4. These rather inflammatory issues are but a small part of a much larger social issue involving the troubling implications of the very large scale tracking/recording/monitoring the existence of individual citizens by private and governmental agencies. For a non-hysterical non-technical study, see No Place to Hide, by Robert O'Harrow, Free Press, 2005. But I can tell you that the situation is actually rather more grim than he describes.
In my deleted user space edits I argued that the very first step to addressing WP's quality control problem has to be eliminating edits by unregistered users, and officially proscribing socks (so that those who create socks at least know they are breaking rules and can be summarily evicted if caught).
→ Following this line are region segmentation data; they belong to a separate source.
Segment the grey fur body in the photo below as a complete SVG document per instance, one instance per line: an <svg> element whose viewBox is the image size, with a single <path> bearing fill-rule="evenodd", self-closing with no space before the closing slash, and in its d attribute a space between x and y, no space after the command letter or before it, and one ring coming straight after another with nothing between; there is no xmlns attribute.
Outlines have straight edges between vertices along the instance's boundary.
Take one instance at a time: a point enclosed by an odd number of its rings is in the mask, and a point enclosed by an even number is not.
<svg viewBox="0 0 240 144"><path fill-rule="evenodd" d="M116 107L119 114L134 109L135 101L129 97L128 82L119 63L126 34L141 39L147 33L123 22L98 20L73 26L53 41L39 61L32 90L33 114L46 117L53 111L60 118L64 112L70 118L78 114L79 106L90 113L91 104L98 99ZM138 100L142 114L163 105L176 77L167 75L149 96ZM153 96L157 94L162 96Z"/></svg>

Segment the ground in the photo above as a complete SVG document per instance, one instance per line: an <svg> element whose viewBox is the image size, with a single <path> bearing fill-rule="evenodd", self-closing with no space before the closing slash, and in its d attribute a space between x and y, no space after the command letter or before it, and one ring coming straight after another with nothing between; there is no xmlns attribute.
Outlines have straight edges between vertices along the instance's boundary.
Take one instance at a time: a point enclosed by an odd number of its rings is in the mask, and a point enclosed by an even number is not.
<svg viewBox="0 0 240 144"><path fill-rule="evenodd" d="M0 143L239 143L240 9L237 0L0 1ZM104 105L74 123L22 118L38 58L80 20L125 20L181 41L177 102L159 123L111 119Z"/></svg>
Jimmy Wales appears to be moving ever so slowly in that direction, but there is a profound internal conflict in WP culture between (1) WP as a vast MUD for "anon blogging" (2) WP as a public information resource. I argued for splitting off "wikispeech.org" from "wikipedia.org" as a first step permitting rational discussion of policies including behavioral rules (wikilaws) appropriate for these two very different functions. Obviously, for wikispeech.org, secure anonymity (very hard to achieve, as it turns out!) is of paramount importance. For wikipedia.org, very different considerations take precedence. I argued for a "constitution" specifically designed to avoid the need for "user monitoring" on the vast scale you envision. I actually proposed something not dissimilar to a karma system, but it is clear that this would be tolerated only by users deeply committed to the ideal of volunteer service in working toward a common goal, users willing to sacrifice considerable amounts of their privacy while working on the project.
All of these issues are so inflammatory within the WP community that rational discussion of them has proven perennially impossible. And even if discussion were possible, changes are almost impossible given the fact that, as I already pointed out, the WP procedure for discussing policy changes is hopelessly impractical. I feel this stunning inefficiency is one of the main reasons why, as Stacy Schiff put it, "Wikipedia has become a regulatory thicket".
(An irony: Stacy Schiff has written a book about V. and V. Nabokov; many of Vladimir's novels center around the ambiguity of personal identity, so it is no coincidence that her analysis of WP is so perceptive.)